Welcome back for Part 2!  We hope that the 1st part of this 2 Parter was helpful and interesting.  These 2nd 5 Tips will help you just as much so have a look, take some notes and use them as you see fit.  Enjoy!

  1. No matter where you invest check out the fund manager before you make any decisions.  This means checking their credentials, their long term performance, their goals (and how they align with yours) and their reputation.  Keep in mind that even the best fund manager will sometimes have an off year and underperform occasionally and try to look at their long term results.  If they have been very successful but recently took a slight dip that shouldn’t spell major problems in your eyes.

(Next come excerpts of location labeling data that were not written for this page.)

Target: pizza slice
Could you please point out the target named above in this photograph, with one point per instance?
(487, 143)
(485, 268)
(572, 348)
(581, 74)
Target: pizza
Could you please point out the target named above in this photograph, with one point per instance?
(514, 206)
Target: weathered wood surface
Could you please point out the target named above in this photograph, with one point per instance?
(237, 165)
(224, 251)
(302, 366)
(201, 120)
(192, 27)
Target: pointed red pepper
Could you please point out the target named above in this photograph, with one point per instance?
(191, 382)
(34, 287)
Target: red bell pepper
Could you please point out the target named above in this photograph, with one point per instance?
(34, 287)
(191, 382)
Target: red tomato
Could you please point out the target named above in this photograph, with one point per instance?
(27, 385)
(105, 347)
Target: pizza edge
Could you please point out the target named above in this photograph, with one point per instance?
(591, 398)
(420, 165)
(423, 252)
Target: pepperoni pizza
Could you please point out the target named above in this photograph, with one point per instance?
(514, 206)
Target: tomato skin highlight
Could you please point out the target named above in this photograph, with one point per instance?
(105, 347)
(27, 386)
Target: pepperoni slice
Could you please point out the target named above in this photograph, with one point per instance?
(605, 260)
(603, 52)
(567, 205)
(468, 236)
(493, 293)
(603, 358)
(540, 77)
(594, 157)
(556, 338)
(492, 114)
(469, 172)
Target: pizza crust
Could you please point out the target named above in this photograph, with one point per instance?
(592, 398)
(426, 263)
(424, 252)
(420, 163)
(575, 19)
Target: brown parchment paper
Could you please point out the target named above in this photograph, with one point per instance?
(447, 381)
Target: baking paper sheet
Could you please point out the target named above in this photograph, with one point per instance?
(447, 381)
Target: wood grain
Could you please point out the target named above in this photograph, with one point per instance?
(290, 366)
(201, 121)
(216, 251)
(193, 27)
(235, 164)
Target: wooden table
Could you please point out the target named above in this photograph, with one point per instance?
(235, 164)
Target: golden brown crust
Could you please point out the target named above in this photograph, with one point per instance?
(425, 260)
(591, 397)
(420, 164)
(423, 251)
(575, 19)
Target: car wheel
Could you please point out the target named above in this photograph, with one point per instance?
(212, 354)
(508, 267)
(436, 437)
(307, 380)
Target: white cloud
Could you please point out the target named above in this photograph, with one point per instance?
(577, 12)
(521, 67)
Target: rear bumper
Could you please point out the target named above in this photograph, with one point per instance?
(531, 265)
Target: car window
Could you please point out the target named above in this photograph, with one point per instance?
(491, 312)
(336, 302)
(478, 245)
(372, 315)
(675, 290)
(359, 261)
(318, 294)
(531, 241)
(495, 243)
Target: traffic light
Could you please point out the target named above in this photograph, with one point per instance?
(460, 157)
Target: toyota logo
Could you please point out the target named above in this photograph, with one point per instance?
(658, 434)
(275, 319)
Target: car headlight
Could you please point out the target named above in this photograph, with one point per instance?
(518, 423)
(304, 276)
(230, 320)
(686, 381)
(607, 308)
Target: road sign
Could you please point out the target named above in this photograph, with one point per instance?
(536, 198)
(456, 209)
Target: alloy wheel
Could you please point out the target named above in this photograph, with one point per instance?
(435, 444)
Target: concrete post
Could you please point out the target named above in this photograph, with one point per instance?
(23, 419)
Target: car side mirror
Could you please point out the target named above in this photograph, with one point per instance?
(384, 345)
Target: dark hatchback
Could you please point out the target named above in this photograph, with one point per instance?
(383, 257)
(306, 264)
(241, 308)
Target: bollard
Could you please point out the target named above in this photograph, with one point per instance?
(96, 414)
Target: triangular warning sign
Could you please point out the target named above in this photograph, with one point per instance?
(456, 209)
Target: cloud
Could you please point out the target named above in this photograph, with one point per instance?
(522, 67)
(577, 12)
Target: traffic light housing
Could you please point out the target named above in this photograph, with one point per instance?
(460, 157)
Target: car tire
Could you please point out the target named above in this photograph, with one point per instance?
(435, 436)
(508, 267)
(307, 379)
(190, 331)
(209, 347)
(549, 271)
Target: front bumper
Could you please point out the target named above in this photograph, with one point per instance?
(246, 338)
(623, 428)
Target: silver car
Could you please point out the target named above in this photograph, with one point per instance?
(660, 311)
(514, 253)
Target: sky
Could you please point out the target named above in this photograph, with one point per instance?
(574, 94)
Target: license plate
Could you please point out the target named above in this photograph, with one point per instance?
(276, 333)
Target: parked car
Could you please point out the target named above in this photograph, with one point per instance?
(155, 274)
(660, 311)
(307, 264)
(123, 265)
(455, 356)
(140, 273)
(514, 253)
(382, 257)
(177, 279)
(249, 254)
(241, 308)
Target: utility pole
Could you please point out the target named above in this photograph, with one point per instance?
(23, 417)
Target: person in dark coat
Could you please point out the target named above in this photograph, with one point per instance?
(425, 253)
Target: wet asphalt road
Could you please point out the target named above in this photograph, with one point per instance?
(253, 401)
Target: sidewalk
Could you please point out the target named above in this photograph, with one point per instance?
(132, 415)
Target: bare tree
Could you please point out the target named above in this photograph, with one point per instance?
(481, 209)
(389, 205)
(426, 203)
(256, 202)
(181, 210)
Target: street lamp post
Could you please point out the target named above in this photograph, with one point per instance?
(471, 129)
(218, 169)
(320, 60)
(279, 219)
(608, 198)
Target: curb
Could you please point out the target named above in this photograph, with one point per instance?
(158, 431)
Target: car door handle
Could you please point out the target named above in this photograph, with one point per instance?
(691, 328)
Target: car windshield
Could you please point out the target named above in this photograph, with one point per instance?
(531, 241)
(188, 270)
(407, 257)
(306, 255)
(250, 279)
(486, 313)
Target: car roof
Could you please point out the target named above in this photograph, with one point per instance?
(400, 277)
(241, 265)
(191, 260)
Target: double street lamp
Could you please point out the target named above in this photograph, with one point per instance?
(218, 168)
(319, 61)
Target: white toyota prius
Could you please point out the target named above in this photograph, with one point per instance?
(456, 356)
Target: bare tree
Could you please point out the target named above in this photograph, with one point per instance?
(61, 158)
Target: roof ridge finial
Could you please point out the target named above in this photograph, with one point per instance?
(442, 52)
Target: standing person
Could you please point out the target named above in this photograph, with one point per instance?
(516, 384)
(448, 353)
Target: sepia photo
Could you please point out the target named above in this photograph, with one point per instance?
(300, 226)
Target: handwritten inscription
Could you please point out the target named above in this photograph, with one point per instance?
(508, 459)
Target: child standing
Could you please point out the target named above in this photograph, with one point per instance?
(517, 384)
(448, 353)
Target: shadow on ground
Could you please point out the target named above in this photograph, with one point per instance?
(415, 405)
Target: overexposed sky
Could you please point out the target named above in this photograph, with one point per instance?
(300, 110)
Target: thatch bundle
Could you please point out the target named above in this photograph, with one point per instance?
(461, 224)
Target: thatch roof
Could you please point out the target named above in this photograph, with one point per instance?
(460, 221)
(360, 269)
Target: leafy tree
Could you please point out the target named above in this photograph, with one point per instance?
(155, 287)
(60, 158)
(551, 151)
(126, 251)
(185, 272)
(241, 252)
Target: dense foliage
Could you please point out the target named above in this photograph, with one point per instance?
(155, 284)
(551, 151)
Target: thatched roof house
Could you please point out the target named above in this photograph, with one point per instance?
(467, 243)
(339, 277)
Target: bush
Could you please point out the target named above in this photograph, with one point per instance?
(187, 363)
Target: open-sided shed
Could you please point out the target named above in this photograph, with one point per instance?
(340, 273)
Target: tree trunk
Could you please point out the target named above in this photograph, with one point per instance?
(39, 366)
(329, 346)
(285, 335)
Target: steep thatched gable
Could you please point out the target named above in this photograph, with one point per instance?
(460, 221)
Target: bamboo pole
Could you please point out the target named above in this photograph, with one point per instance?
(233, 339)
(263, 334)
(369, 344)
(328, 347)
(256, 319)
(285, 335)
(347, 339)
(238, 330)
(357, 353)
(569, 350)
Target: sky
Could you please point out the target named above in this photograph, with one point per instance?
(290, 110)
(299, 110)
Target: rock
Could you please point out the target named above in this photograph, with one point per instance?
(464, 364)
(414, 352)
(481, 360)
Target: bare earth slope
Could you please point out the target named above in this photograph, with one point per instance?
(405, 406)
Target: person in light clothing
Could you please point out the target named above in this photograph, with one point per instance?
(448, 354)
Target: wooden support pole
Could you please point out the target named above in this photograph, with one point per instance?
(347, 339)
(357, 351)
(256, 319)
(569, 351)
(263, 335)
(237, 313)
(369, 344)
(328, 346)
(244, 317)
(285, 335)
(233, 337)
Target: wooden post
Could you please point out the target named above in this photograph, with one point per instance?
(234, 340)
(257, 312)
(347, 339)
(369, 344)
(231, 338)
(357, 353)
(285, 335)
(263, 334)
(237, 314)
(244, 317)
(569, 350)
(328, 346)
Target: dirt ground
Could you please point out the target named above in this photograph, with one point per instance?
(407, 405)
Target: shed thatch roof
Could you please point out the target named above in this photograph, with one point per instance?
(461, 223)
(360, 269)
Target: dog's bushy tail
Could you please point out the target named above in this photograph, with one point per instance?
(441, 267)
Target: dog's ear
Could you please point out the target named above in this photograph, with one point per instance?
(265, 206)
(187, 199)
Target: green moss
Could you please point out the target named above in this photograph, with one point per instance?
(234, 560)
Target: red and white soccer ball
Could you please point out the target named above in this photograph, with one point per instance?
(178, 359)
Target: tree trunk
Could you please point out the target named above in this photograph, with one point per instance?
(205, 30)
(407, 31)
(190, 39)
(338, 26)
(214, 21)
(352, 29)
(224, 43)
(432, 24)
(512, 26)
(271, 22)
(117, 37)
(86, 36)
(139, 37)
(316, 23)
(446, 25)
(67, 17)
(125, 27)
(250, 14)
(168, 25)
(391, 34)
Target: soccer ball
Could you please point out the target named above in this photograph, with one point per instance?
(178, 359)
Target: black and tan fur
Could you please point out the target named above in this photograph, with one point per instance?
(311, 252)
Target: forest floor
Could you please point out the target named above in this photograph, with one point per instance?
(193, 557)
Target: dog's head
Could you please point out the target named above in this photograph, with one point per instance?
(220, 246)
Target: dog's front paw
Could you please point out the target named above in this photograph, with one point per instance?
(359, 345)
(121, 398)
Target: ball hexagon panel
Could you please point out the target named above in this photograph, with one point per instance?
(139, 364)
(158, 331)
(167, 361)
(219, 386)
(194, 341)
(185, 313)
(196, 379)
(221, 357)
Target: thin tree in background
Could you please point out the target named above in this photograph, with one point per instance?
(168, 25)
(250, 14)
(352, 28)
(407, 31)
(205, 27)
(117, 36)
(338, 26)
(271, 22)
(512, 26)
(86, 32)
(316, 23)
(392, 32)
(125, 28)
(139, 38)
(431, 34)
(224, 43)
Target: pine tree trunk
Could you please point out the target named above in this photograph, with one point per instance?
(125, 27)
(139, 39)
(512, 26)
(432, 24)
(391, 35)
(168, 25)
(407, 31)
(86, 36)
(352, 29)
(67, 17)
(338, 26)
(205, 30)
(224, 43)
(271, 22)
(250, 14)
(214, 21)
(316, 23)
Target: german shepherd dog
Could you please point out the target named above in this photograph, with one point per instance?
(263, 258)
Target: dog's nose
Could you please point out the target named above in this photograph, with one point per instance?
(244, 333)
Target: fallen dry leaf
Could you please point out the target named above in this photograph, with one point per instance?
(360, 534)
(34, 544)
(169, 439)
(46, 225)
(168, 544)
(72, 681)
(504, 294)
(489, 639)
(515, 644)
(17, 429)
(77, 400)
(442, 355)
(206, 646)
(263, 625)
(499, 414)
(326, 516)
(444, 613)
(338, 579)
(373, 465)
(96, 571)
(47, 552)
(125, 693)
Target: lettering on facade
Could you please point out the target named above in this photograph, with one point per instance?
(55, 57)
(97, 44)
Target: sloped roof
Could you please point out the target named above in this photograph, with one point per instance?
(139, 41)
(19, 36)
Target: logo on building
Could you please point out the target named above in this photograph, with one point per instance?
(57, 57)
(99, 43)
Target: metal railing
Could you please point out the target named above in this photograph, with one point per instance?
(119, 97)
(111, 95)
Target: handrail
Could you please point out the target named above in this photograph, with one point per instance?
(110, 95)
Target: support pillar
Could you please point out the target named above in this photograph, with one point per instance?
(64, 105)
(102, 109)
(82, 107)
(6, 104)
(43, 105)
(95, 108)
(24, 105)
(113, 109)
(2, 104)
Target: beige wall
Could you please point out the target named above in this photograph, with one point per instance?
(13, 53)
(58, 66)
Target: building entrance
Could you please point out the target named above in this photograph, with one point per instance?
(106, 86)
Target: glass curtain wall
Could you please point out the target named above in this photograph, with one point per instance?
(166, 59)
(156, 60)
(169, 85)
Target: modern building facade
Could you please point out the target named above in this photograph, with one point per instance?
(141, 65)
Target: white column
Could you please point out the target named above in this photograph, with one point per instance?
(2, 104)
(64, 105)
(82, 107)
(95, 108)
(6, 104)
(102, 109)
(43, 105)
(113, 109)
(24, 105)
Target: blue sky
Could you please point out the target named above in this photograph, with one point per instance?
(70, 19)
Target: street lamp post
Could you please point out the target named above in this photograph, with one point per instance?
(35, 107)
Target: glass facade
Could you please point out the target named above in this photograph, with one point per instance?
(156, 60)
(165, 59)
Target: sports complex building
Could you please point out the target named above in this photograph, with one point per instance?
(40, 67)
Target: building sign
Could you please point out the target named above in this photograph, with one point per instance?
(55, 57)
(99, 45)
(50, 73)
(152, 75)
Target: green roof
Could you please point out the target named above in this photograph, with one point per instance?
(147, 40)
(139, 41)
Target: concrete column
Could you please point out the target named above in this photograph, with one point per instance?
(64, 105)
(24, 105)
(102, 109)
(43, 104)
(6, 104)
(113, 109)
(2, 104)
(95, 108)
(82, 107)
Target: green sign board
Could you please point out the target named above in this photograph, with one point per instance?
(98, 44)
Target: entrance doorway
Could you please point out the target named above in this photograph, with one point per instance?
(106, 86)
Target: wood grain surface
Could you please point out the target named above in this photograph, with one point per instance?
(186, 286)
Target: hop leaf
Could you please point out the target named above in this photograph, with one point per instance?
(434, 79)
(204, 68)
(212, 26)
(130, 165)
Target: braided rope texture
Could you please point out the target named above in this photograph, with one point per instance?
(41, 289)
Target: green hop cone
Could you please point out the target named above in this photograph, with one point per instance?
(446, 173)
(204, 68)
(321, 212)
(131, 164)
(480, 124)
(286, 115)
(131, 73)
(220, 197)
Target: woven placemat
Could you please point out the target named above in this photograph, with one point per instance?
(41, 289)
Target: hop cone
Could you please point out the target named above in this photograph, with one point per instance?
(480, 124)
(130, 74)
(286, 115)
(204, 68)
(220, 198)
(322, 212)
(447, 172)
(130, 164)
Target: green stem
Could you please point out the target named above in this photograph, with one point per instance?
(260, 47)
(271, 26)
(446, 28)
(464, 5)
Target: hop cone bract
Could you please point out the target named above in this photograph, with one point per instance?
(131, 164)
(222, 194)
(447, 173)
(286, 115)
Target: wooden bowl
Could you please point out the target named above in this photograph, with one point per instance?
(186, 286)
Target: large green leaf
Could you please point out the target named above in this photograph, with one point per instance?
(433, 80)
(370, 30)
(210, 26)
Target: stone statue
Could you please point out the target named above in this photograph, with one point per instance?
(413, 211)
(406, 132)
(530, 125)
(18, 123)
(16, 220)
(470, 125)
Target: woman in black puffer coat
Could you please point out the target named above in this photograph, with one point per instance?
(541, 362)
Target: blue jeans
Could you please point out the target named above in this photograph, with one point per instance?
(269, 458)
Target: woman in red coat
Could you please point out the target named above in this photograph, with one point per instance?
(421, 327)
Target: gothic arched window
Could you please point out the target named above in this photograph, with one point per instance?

  2. Remember that fads are for rock stars and children, not for smart long-term investors.  The dotcom crash in 2000 is an excellent example of people following a fad and then getting burned. Whenever you’re looking for an investment opportunity take your time, do your due diligence and do the research needed to make sure it’s a good opportunity. Technology is back in favor now, for example, but it’s still volatile and still not the best choice.
  3. When looking at past performance of any investment opp don’t focus completely on its past performance.  This is certainly an indicator of  how it might perform but is definitely no guarantee. Because of the simple fact that markets are cyclical it means that a great performer in the past may not be the best in the future. Again this goes to due diligence and research that you need to perform.
  4. Investing monthly to smooth out crests and lows is a better idea than investing once or twice a year.  It’s called ‘pound-cost averaging’ and will reduce the chance of any volatility in the market wiping out all of your gains in one fell swoop.  It’s a basic principle that many use.  Yes the amount of units you purchase 1 month may be less than another but, at the end of the year, they should even out.  In most cases you will end up paying less per share than the market average.
  5. We mentioned this before about putting all your investments only in the United States and that you should spread them out internationally.  Do the same with you investment overall and don’t, as they say, ‘put them all in 1 basket’.  Invest in a number of different companies or funds so that if one fails you still have the others to keep your portfolio afloat and healthy.

And that’s it.  10 excellent Tips that should help the new investor with their decision making process.  We wish you the best of luck with them and also suggest that, no matter what you do, use common sense, ask as many questions as you can, get advice from trusted sources and look at the whole picture long-term for the best results.  See you back here soon!